As sementes da Revolução democrática inglesa foram levadas para o solo norte-americano, onde brotaram até a ruptura entre Colônia e metrópole. A independência consagrou a responsabilização pública dos governantes, legisladores e magistrados. As mesmas sementes voltaram ao continente europeu na figura de norte-americanos, que lutaram com revolucionários franceses.

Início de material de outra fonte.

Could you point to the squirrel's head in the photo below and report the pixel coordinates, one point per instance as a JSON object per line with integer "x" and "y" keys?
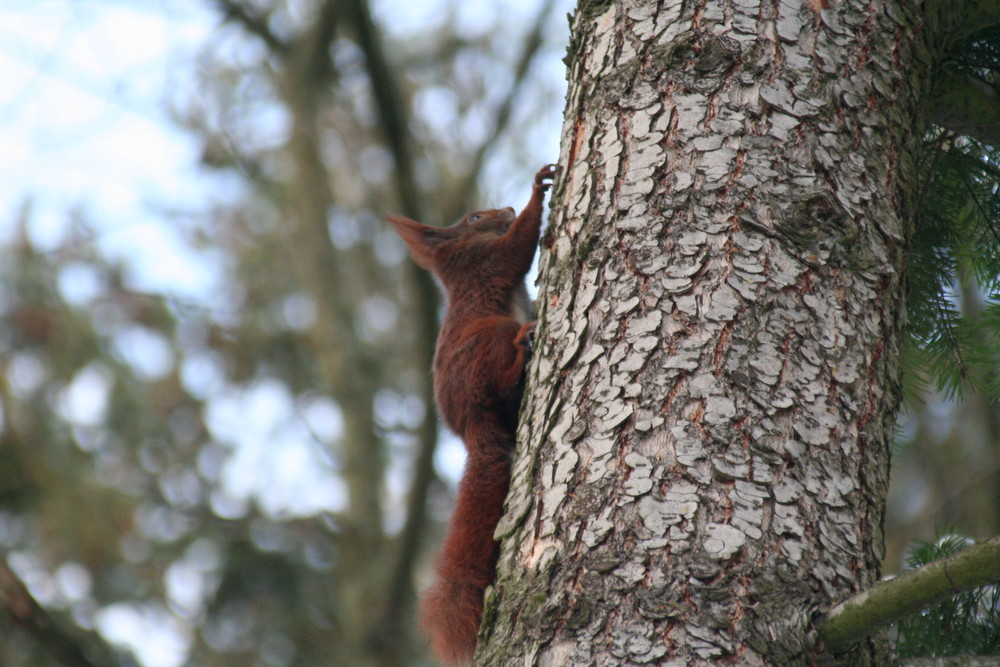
{"x": 430, "y": 246}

Mas veio o Termidor, a ruptura com os princípios da responsabilização dos governantes. Com Napoleão 1 começa a hegemonia do Executivo sobre o Estado. Quando fugiu do imperador, João, futuro rei, trouxe na comitiva o plano de aqui instaurar um Estado reacionário, contra as normas de responsabilidade dos governos. Ele seguiu o projeto, bem sucedido, de instaurar um Estado absolutista no Brasil. As formas legais e as práticas administrativas inauguradas em nossa terra garantiram o Estado com base em ações irresponsáveis, bem de acordo com o absolutismo. Assim foi criado o Banco do Brasil, para imprimir moeda sem lastro, com o fito de financiar o Estado que deveria dominar o imenso território nacional. As dificuldades administrativas e de outros teores foram resolvidas pelo reforço do Estado central, com impostos salgados e nenhum retorno às regiões escorchadas. É em tal situação que, na Independência, com uma fraude teórica e prática, foi instaurado o Poder Moderador.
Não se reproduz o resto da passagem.